“The Sun Also Rises”: Hemingway’s Lost Generation

Published on Apr 18, 2026 3 min read
“The Sun Also Rises”: Hemingway’s Lost Generation

Jake Barnes: The Wounded Man Jake is the narrator. He was wounded in the war. The wound has made him impotent. He cannot have sex. He loves Brett. She loves him. They cannot be together. Jake represents the Lost Generation. He is physically wounded. He is spiritually wounded. He cannot act. He watches. He drinks. He fishes. He goes to Spain. He does not change. He cannot change.

Brett Ashley: The New Woman Brett is beautiful, independent, and promiscuous. She wears her hair short. She drinks. She smokes. She has affairs. She is engaged to one man, sleeping with another, and in love with Jake.
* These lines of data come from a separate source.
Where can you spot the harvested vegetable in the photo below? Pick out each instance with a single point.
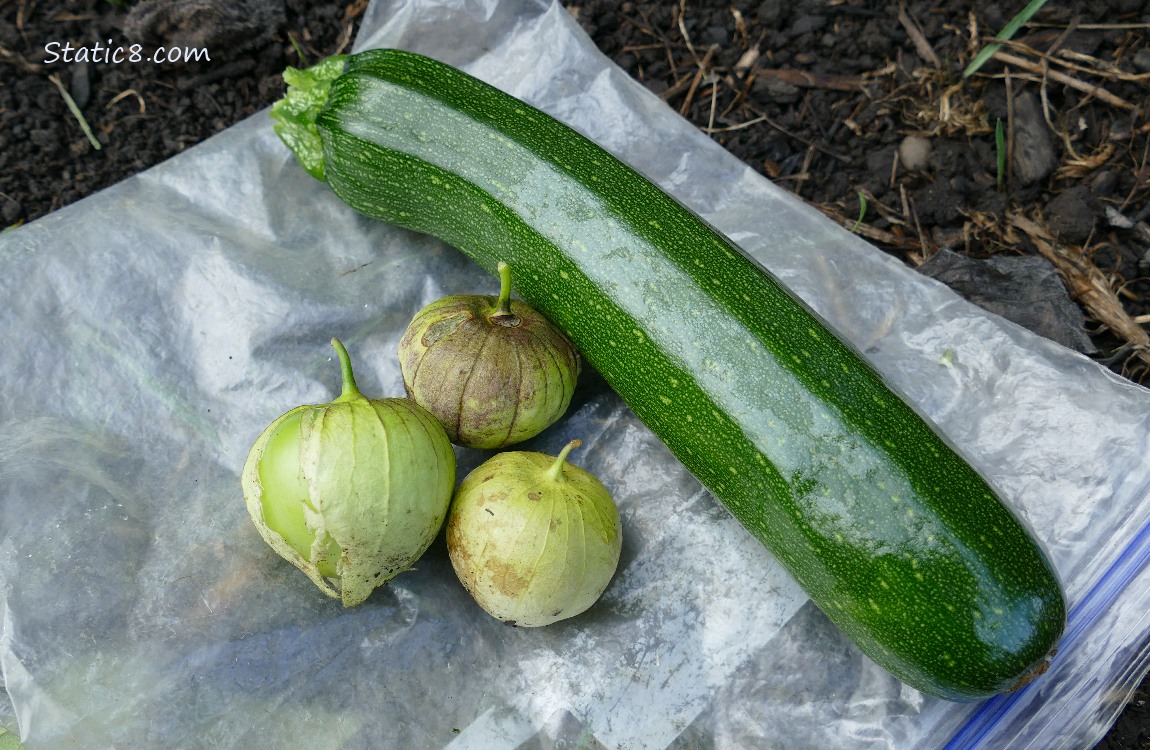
(534, 538)
(351, 492)
(491, 369)
(884, 525)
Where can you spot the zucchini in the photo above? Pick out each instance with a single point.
(888, 529)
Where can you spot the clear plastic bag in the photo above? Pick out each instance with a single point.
(151, 331)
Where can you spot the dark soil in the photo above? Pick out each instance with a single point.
(856, 107)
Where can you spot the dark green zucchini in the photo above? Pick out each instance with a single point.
(891, 533)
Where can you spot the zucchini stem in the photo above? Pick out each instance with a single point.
(350, 390)
(556, 473)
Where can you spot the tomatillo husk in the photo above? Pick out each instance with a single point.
(351, 492)
(533, 538)
(492, 370)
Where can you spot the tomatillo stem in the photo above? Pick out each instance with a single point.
(556, 473)
(503, 314)
(345, 366)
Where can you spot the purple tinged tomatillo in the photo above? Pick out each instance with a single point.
(351, 492)
(492, 370)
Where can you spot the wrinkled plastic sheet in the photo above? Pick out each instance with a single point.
(152, 330)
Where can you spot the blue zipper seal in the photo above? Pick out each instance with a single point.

She is not a villain. She is lost. She says, “I don’t want to go through that hell again.” She means love. She has been hurt. She hurts others. She represents the New Woman of the 1920s. She is free. She is also trapped.

Robert Cohn: The Outsider Robert Cohn is a Jewish writer. He is not a veteran. He did not fight. He is sensitive. He is insecure. He is in love with Brett. She uses him. He follows her to Spain. He fights with Jake. He loses. Cohn is the novel’s scapegoat. Hemingway disliked him. The reader dislikes him. He is not a hero. He is not a villain. He is a man who does not belong.

The Fiesta: The Bullfights The climax of the novel is the fiesta in Pamplona, Spain. The characters watch bullfights. The bullfights are the novel’s moral center. The bull is brave. The matador is brave. The spectators are not. The bullfight is a ritual of death. It is also a ritual of masculinity. Jake cannot be a matador. He can only watch. He drinks. He passes out. He wakes up. The fiesta ends.

The Ending: Isn’t It Pretty to Think So? The novel ends with Jake and Brett in a taxi. They are in Madrid. Brett has sent away her young bullfighter. She is alone. She says, “We could have had such a damned good time together.” Jake says, “Yes. Isn’t it pretty to think so?” The ending is famous. It is also devastating. Jake and Brett cannot be together. They never could. The past is past. The future is empty. They have only the present. The present is a taxi. The taxi is moving. They are not.

Conclusion: “The Sun Also Rises” is a novel about nothing. The characters do nothing. They go nowhere. They feel nothing. Hemingway called his style the “iceberg principle.” Only one-eighth of the story is on the surface. The rest is hidden. The hidden part is the war. The hidden part is the wound. The hidden part is the despair. The reader feels it. The reader cannot see it. That is the genius.